In fact, that is the tone of most French novelists: they are always looking behind. Nostalgia drips in each sentence, no matter how critical they are of their past. Ernaux may scorn her parents but the environment of her childhood is glorified. She dwells on the smells, the tastes and the still lives that shape the interiors of her past.



Ernaux's criticism is plain harsh. In contrast, no place for hard or bitter feelings in Franzen. Americans are generally more happy-go-lucky. No humor in French novels, unless the novel is intended for school children like "Le Petit Nicolas" which is hilarious. I am one of the few to find humor in Michel Houellbecq's works. His erotica is so prevalent and exaggerated that it actually becomes comical.



Dear sister, I do concede: Franzen rocks!
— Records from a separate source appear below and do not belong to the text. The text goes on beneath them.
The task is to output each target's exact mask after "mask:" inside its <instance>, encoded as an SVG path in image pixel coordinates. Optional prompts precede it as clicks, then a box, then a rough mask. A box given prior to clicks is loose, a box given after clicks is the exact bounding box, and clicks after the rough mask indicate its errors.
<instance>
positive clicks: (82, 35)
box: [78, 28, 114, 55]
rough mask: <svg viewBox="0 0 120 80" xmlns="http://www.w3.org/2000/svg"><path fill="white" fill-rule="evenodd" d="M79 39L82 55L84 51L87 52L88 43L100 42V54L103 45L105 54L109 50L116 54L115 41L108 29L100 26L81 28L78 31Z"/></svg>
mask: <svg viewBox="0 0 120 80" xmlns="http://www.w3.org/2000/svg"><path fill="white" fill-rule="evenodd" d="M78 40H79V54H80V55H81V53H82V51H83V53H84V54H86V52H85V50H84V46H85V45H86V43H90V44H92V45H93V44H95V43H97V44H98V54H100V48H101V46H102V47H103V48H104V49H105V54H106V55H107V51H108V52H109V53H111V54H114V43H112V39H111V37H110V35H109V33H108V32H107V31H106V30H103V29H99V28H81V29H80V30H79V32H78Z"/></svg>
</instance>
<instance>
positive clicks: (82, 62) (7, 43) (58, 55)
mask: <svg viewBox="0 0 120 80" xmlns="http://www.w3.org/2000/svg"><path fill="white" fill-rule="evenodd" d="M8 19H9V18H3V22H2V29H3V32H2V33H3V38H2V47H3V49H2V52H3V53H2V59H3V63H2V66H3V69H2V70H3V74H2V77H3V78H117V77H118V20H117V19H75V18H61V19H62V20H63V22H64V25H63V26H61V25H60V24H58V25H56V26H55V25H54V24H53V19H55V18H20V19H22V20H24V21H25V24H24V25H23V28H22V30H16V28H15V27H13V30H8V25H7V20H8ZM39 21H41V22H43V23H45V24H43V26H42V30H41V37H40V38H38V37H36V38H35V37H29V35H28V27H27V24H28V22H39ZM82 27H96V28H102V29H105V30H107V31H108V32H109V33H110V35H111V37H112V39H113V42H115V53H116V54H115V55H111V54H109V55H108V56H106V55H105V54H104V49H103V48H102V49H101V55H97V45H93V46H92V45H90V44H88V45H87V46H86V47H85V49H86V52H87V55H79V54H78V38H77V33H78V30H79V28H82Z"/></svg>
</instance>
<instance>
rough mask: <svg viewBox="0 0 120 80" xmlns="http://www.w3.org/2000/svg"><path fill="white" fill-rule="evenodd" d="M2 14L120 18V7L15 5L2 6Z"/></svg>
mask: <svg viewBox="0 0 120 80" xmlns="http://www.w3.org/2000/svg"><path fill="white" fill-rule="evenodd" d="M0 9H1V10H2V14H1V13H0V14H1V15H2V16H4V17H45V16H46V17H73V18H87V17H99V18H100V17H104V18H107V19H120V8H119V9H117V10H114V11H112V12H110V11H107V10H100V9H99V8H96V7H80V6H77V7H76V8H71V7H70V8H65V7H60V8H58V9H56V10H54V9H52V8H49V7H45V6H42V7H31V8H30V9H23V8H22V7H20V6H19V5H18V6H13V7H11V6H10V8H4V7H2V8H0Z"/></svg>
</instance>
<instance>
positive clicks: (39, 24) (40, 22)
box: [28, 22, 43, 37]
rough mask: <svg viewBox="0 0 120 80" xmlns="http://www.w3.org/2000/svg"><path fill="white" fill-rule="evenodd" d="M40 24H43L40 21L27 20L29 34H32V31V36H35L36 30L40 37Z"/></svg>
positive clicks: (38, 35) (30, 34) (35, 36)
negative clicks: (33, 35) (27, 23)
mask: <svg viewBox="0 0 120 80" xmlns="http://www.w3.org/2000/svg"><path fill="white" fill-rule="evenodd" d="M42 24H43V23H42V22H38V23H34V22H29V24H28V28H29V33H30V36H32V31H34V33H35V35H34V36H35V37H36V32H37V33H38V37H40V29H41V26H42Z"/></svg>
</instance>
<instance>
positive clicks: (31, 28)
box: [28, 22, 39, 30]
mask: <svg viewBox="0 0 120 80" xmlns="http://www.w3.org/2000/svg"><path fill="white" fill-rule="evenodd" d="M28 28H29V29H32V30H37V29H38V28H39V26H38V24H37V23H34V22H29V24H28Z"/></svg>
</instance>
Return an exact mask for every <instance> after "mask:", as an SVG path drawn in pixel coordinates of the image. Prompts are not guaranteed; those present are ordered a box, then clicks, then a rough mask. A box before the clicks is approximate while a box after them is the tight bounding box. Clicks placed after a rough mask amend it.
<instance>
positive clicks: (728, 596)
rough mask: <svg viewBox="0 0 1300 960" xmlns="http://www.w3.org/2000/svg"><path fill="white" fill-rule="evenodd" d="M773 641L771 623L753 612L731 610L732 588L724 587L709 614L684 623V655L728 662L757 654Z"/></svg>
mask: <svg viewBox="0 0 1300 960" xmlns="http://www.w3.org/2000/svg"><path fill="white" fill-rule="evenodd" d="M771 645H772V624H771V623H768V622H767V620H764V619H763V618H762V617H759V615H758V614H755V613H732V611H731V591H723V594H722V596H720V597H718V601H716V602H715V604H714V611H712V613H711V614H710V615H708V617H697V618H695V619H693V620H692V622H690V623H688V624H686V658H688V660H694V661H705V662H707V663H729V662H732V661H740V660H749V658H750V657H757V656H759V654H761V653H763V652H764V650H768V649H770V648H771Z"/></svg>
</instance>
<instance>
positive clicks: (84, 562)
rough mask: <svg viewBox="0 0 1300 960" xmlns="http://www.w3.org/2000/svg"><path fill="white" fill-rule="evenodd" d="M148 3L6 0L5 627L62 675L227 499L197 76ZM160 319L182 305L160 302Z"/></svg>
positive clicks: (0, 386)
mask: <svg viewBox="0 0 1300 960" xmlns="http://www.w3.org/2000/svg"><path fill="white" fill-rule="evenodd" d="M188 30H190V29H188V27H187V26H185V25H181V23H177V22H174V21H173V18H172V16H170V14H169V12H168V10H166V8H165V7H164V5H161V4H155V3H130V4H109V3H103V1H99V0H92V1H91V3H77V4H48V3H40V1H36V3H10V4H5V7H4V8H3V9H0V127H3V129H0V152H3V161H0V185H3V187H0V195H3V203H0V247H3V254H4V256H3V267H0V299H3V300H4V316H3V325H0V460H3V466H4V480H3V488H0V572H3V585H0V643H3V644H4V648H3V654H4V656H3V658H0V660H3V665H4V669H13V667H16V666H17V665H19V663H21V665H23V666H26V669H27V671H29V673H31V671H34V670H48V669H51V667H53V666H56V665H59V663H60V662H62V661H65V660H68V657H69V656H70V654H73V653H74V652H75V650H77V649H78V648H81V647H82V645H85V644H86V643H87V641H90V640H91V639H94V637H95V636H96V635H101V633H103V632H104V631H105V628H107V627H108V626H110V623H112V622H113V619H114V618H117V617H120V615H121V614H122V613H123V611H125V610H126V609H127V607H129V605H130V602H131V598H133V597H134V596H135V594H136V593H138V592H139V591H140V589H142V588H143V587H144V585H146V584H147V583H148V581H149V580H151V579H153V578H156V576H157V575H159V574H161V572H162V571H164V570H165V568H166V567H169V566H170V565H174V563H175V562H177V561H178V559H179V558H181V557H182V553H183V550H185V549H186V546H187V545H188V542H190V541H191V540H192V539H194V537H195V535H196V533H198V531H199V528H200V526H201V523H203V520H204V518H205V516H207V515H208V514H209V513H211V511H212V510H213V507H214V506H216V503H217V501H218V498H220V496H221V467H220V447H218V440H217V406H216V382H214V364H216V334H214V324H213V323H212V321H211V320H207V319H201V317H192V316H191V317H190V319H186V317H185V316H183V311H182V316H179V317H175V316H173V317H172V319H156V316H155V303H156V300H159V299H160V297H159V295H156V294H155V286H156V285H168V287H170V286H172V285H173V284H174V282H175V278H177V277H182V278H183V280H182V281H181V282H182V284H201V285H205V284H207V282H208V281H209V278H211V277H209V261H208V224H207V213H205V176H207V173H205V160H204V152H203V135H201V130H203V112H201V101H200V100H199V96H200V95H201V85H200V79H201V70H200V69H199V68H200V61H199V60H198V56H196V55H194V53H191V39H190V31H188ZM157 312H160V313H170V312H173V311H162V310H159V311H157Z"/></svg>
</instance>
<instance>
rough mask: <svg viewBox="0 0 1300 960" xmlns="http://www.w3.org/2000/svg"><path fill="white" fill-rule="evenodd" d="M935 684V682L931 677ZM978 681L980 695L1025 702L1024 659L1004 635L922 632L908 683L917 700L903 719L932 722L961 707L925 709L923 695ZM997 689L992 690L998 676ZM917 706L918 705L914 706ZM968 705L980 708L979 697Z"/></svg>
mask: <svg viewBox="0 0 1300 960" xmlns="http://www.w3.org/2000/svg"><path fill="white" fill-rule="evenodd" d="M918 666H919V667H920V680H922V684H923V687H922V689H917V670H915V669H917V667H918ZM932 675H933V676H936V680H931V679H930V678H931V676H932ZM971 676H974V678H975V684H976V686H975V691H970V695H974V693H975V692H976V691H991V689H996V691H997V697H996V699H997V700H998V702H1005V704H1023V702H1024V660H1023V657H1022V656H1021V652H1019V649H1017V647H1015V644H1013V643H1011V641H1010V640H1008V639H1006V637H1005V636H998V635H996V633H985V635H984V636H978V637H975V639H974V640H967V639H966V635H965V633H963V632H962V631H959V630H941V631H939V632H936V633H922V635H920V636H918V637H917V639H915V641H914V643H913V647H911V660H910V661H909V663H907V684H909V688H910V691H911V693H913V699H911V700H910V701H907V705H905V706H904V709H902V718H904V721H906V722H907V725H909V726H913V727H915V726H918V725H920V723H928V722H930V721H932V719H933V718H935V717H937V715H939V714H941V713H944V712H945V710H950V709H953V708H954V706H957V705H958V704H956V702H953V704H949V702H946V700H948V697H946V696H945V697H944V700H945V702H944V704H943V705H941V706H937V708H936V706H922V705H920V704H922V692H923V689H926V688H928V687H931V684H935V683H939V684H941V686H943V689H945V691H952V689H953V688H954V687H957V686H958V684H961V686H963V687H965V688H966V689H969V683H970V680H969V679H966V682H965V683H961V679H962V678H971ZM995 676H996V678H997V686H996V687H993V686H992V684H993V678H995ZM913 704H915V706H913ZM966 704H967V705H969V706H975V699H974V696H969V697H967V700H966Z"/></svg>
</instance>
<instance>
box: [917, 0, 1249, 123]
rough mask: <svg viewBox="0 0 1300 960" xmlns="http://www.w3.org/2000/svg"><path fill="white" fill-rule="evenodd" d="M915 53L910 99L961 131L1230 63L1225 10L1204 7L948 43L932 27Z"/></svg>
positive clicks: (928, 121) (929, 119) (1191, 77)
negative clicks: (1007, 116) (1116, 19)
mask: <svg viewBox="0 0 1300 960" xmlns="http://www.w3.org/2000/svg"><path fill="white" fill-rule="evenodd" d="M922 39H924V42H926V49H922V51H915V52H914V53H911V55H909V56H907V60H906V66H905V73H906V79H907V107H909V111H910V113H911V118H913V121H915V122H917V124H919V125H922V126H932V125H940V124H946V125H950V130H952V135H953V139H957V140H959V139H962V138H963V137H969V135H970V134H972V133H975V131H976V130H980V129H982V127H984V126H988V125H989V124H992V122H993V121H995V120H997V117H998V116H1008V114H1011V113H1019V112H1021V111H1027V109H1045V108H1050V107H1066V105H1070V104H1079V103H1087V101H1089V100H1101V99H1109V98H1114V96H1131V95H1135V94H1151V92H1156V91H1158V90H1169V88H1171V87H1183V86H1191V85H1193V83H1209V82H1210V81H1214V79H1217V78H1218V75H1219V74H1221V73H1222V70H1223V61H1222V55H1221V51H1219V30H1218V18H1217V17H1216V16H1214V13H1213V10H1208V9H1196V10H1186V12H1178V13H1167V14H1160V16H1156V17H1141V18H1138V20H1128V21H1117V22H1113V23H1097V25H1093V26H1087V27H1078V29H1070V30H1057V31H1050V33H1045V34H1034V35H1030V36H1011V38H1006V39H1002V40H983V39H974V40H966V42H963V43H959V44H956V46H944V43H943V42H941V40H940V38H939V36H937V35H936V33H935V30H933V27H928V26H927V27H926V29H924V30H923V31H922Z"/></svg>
No French contemporary writer has created a world that draws you in, the way his does. I am struggling with the cadence of this other French novel and am trying to travel from one cultural paradigm to another with minimized turbulence and attenuated cultural shock.



1 comment:

  1. So now the blogger is following a new reading calender:BF and AF.I have reached the 34th page in Freedom and I am saying enough is enough:I can not be tortured anymore,afterall I am neither her poor husband nor one of her children or siblings.The "Chinese Mom" has to be stopped on her heels,before a "Jasmine Revolution" takes place in her family.